L’auteur a dû ressentir une profonde délectation en écrivant cet essai, étude croisée entre la peinture de Watteau et la poésie de Verlaine. Son érudition atteint des sommets. Presque trop, avais-je pensé… Je redoute souvent que ce genre de livre passe à côté de l’essentiel : expliquer clairement les liens unissant les deux artistes et montrer la beauté de leur art.

Sans toujours comprendre les figures de style de certains mots utilisés par l’auteur, j’ai dépassé cette difficulté de lecture apparente et, finalement, je me suis laissé embarquer par la qualité de l’analyse et la beauté des textes et reproductions de tableaux.
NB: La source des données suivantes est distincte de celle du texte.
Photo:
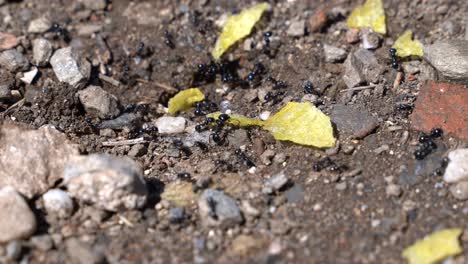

Après la mort de Louis XIV, une folie de plaisir s’installe au moment de la Régence. Le peintre Antoine Watteau montre des personnages de la haute société s’adonnant au badinage dans la pénombre de bois ou parcs, au son de mandolines, au milieu de statues suggestives. Le théâtre et la danse sont présents. Il s’agit d’une sorte de chronique du temps : robes à panier, perruques poudrées, attitudes outrancières, visages pâles agrémentés de touches rouges. En 1712, le peintre est reçu à l’Académie royale de peinture avec le tableau « Pèlerinage à l’île de Cythère ». Ce genre pictural est appelé par les académiciens « peintre en festes galantes ».

Un siècle et demi plus tard, en 1869, le jeune Paul Verlaine fait paraître son recueil de poèmes « Fêtes galantes » directement inspiré de l’œuvre de Watteau.



« Qui d’autre mieux que Verlaine a compris qu’un poème est de la musique avant toute chose. » Elle est constante dans ses vers : sonorité, répétitions, pas de danse, sensations.

Watteau se fait lui-même musicien dans ses tableaux : « Fêtes vénitiennes » ; ou montre des musiciens qui apparaissent dans la plupart de ses toiles : « Les charmes de la vie, « La gamme d’amour ». La peinture elle-même est musique et rythme la composition : les personnages de « Pèlerinage à l’île de Cythère » s’invitent, se lèvent, discutent, s’enlacent au rythme d’un menuet.

Verlaine nous étourdit par la danse dans le poème « Mandoline » : « Leurs courtes vestes de soie / Leurs longues robes à queues / Leur élégance, leur joie / Et leurs molles ombres bleues / Tourbillonnent dans l’extase ».



« Les « Fêtes galantes » sont un éternel bijou », écrit Mallarmé. Watteau a introduit la grâce musicale en peinture ; Verlaine est le poète qui a musicalisé la langue française. Il nous invite au songe dans « L’allée » : « Fardée et peinte comme au temps des bergeries / Frêle parmi les nœuds énormes de rubans / Elle passe, sous les ramures assombries / Dans l’allée où verdit la mousse des vieux bancs ».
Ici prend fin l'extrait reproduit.